Pulmonary Mucormycosis Mimicking Pneumonia in a Diabetic Patient
Introduction
Pulmonary mucormycosis is a relatively rare, life-threatening, opportunistic infection that
typically affects immunocompromised patients. Approximately 32% of cases of mucormycosis have comorbid diabetes. Symptoms often mimic pneumonia. When left untreated this infection carries a high mortality rate (76%) due to its rapid progression.
Here we present a case of pulmonary mucormycosis in a diabetic patient who was misdiagnosed with pneumonia. Management is discussed.
Case:
A 53-year-old female patient presented with progressive dyspnea, hemoptysis, weight loss, and fever for about a month. Her symptoms began while on vacation to Guyana where she was prescribed antibiotics for pneumonia. She was a non-smoker and had a past medical history of diabetes.
On current admission, patient complained of chills. She had rales on chest auscultation.
Laboratory investigations was significant for mild leukocytosis (12.8 K/uL) and hyperglycemia (374 mg/dL). Chest X-ray revealed right perihilar masslike lesions. CT of the chest showed a peculiar pattern of diffuse peribronchovascular lesions of varying sizes and a solid ring with central ground glass opacities (reversed halo sign) and cavitation. The patient was started on a broad spectrum antifungal agent for fungal pneumonia. Sputum examination did not reveal acid fast bacilli. Bronchoscopy with transbronchial biopsy was performed, which confirmed the presence of mucormycosis. The patients’ treatment was adjusted with posaconazole and she tolerated the treatment with gradual improvement.
Discussion:
Mucormycosis is caused by infectious fungi of the order Mucorales, most commonly the Mucor, Rhizopus, and Litchthemia species.

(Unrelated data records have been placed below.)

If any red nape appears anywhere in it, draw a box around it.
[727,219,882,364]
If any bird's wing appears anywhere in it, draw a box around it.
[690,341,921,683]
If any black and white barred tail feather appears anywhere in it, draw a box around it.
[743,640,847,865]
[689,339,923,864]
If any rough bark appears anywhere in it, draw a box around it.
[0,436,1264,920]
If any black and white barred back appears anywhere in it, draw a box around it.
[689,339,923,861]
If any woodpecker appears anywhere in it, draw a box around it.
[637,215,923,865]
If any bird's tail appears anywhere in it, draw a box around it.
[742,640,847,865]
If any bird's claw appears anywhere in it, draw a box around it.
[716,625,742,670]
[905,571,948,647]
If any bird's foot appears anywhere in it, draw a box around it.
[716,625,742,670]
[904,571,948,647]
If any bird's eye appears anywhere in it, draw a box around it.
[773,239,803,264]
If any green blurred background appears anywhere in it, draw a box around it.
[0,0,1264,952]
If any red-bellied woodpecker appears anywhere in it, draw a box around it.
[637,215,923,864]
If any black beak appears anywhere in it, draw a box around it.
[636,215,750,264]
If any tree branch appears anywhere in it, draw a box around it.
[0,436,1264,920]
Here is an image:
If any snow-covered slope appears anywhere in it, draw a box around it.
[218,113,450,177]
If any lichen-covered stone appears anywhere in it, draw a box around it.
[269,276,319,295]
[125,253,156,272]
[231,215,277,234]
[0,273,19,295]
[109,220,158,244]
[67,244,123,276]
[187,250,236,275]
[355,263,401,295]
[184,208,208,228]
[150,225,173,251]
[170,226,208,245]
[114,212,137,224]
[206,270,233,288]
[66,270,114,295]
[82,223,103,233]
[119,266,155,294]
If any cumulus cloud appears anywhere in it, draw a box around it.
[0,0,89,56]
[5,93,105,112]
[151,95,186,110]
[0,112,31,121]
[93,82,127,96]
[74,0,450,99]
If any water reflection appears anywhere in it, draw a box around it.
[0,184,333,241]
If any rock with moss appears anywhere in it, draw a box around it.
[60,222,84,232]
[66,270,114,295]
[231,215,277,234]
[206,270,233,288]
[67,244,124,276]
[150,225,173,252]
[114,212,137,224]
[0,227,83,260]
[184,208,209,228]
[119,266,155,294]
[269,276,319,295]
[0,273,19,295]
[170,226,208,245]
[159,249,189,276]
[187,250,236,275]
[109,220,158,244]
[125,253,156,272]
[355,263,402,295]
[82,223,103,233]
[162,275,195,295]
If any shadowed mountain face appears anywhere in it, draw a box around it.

The diagnosis of pulmonary mucormycosis is difficult since the presentation is similar to
pneumonia. Radiographic findings may demonstrate focal consolidation, masses, pleural
effusions, or multiple nodules. A reversed halo sign ̶ ground glass attenuation surrounded by dense, concentric ring ̶ seen on high resolution CT, is characteristic of angio-invasive fungi. Amphotericin B and a few azole agents were the mainstay anti-fungal therapy, but newer potent triazoles, like posaconazole, are now recommended.
The duration of therapy is determined by clinical response, normalization of radiological
findings, and negativity of cultures.3 Early diagnosis is the key to improving the likelihood of
survival. This case highlights the importance of distinguishing pulmonary mucormycosis from pneumonia.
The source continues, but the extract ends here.